Today, let’s talk about pitching. A pitcher’s arm is vital to the progress of a baseball game. It is treated with kid gloves, wrapped, iced, and then delicately placed in a jacket the second the pitcher steps into the dugout for a brief inning intermission.

But the arm alone isn’t necessarily what’s behind a pitch. Pitching, as baseball enthusiasts already know, is a full-body affair, and researchers now know what parts of the body provide the most power to a pitch.

Madhusudhan Venkadesan, a mechanical engineering professor at Yale, has been studying baseball players for years, using 3D scanners to document pitchers pitching, and also building models in his lab capable of recreating the throwing motion.

He’s found three main components in the human body that drive our rather unique ability to propel an object with considerable speed and accuracy at a target.

The first is the waist, which is where the power for a pitch comes from.
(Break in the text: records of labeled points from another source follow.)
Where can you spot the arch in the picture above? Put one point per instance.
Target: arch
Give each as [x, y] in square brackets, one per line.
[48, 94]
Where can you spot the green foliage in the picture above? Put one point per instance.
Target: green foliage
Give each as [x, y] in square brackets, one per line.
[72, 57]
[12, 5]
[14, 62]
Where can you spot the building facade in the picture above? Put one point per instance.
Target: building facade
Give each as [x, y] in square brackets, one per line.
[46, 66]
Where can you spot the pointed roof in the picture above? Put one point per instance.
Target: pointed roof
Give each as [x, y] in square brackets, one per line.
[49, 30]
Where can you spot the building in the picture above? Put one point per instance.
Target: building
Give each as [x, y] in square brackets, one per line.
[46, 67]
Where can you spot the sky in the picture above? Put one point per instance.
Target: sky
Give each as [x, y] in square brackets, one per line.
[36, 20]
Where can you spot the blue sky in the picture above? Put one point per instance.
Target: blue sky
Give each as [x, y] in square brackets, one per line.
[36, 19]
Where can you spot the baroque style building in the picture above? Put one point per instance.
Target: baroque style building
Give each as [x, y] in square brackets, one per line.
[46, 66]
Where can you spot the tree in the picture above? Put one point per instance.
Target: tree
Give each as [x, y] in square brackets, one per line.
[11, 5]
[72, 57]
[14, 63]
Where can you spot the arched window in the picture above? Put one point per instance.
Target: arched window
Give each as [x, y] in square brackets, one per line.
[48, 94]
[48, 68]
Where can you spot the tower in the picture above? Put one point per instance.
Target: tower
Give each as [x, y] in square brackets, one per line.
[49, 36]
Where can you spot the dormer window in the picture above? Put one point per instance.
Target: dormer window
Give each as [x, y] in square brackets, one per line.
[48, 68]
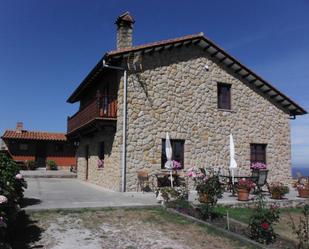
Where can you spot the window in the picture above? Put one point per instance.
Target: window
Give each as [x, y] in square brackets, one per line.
[224, 96]
[178, 152]
[23, 146]
[258, 153]
[59, 148]
[101, 151]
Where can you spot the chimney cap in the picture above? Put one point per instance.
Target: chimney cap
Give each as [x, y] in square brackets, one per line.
[125, 18]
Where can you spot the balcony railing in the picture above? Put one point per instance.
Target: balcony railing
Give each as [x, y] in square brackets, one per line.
[99, 108]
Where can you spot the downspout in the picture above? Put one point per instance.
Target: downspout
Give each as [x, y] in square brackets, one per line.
[124, 133]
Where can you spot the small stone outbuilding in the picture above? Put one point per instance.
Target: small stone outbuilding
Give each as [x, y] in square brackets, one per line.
[188, 87]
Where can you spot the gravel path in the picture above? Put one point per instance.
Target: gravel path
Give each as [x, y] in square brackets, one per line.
[123, 229]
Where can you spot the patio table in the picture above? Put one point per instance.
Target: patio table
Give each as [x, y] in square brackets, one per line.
[232, 186]
[163, 178]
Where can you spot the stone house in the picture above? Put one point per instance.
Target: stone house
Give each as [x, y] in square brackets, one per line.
[188, 87]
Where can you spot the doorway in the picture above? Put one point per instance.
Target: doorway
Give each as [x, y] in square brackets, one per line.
[40, 155]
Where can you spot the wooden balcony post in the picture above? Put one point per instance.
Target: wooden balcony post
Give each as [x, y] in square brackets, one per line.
[99, 100]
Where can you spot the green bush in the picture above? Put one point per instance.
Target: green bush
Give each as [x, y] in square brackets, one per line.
[302, 228]
[262, 220]
[31, 165]
[51, 165]
[12, 186]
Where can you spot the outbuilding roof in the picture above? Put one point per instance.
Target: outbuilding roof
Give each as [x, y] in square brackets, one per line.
[217, 53]
[33, 135]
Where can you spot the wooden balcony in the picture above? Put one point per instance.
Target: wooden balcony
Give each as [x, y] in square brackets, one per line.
[100, 108]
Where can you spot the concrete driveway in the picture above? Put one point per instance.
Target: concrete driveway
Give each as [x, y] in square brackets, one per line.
[59, 193]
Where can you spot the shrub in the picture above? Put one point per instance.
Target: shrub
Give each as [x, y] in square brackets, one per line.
[31, 165]
[245, 184]
[12, 186]
[262, 220]
[208, 211]
[278, 189]
[302, 230]
[211, 186]
[51, 165]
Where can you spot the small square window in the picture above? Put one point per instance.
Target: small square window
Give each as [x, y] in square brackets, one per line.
[59, 148]
[23, 147]
[258, 153]
[224, 96]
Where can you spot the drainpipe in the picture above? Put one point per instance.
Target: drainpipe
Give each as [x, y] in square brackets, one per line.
[124, 125]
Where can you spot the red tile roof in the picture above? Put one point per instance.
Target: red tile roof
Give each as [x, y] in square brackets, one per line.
[155, 44]
[34, 135]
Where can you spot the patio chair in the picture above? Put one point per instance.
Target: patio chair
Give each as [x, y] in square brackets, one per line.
[259, 177]
[143, 180]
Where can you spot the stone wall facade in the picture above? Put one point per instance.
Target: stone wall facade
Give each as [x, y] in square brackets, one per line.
[175, 93]
[108, 176]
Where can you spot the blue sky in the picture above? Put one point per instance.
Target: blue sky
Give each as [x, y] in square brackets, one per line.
[48, 47]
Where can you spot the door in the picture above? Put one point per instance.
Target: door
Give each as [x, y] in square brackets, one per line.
[40, 155]
[87, 160]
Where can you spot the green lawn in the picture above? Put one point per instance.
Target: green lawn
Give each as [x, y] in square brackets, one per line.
[284, 226]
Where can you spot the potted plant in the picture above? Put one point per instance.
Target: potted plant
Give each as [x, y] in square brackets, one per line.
[302, 187]
[258, 166]
[244, 187]
[278, 190]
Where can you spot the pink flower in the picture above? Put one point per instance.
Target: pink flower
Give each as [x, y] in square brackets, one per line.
[3, 199]
[258, 166]
[265, 225]
[2, 222]
[19, 176]
[100, 163]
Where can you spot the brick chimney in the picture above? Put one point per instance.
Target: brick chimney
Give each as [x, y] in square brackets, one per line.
[19, 127]
[124, 24]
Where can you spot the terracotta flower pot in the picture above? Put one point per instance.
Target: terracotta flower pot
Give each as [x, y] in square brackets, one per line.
[303, 192]
[203, 198]
[243, 194]
[276, 196]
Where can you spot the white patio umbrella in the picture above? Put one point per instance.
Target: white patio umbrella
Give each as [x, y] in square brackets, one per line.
[168, 152]
[233, 164]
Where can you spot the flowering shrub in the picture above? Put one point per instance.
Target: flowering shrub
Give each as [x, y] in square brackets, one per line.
[12, 185]
[302, 230]
[245, 184]
[302, 183]
[197, 176]
[262, 221]
[51, 165]
[258, 166]
[278, 189]
[176, 165]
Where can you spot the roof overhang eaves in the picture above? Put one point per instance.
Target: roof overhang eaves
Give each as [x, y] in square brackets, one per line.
[216, 52]
[246, 74]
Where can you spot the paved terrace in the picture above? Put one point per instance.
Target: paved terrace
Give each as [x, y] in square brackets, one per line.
[67, 193]
[42, 172]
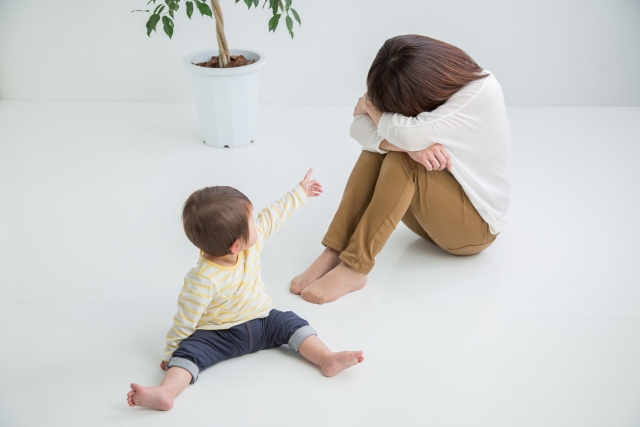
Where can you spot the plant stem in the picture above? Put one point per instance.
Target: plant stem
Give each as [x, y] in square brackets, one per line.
[223, 47]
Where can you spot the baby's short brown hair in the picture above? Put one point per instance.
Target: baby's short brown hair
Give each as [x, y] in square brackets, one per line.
[215, 217]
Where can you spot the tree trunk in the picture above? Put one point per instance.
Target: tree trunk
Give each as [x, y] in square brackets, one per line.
[223, 47]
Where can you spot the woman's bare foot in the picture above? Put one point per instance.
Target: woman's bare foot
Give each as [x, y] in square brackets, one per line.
[336, 283]
[338, 362]
[326, 262]
[150, 397]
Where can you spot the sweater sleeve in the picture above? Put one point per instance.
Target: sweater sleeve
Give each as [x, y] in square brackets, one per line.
[195, 296]
[411, 133]
[428, 128]
[364, 131]
[271, 218]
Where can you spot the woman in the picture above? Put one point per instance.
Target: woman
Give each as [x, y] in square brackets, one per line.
[436, 145]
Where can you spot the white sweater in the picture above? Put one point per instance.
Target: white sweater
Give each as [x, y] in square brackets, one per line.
[472, 125]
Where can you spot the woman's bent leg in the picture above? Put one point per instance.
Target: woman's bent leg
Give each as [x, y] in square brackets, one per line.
[391, 198]
[356, 198]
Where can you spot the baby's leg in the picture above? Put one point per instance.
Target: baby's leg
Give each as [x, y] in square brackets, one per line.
[288, 328]
[331, 363]
[196, 353]
[161, 397]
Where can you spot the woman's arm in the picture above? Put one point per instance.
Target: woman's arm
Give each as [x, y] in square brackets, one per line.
[434, 157]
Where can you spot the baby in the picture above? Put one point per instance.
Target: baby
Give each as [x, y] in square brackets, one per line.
[223, 309]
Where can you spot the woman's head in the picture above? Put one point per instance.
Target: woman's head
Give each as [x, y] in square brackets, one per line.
[413, 73]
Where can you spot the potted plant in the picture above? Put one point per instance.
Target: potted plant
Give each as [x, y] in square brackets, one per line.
[225, 81]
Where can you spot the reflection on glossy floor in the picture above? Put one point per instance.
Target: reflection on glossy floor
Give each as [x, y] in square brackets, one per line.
[542, 329]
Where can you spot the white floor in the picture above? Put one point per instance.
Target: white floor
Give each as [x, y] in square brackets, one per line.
[542, 329]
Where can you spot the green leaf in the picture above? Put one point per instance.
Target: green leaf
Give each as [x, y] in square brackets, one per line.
[152, 22]
[168, 25]
[289, 22]
[204, 9]
[295, 15]
[273, 22]
[273, 5]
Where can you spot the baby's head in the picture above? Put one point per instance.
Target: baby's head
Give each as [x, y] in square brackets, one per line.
[219, 221]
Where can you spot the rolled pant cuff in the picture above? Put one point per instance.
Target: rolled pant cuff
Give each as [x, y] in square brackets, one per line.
[363, 269]
[185, 364]
[299, 336]
[332, 245]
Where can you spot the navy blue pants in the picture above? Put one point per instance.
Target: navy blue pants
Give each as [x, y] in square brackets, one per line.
[205, 348]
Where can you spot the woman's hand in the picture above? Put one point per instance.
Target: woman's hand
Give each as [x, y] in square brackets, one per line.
[432, 158]
[372, 111]
[312, 187]
[360, 106]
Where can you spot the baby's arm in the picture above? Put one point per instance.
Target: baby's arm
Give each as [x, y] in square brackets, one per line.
[195, 296]
[271, 218]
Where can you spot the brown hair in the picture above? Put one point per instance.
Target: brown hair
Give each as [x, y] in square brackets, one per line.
[215, 217]
[413, 73]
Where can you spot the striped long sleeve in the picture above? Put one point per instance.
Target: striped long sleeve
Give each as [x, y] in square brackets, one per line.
[271, 218]
[195, 296]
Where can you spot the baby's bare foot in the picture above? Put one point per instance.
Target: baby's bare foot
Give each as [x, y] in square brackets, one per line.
[150, 397]
[338, 362]
[336, 283]
[326, 262]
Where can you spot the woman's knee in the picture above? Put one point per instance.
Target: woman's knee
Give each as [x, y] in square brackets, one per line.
[396, 162]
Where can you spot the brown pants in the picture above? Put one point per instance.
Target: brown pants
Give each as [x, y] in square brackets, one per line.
[384, 189]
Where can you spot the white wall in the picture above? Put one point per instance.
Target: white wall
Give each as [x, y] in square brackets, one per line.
[544, 52]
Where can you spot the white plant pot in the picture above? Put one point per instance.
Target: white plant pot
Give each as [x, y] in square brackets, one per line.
[226, 98]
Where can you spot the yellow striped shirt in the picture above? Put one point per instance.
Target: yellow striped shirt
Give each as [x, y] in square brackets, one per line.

A pitcher twists his waist into all kinds of contortions during a pitch, taking a giant step forward, and rotating his body as he gets ready to throw the ball. The power generated in the waist then shifts up towards the shoulder and collarbone.

The socket, which the collarbone fits into in the shoulder, is called the glenoid joint. That joint is structured so that the arm can become a lever, translating the energy from the waist and the rest of the body into the arm.

And what about that arm? It is still important, even if not the most powerful part of the pitch. Human arm bones have a slight twist in their humerus (upper arm bone). That twist, Venkadesan says, is what lets the arm rotate back considerably, increasing the energy stored in the arm, which is released as the ball is thrown.

But humans didn’t evolve for baseball, so why are we so good at throwing things? Venkadesan notes that the waist, glenoid joint and twisted humerus appear in the fossil record around the same time as evidence of human hunting (1.8 million years ago). What better way to kill prey from a distance than by throwing something at it? At a distance, there’s no claws, no teeth, no problem.

So, this baseball season, as we watch curveballs and fastballs and sliders heading over home plate, and lament the state of the bullpen, take a minute to appreciate the biology behind the throw. Oh, and go team!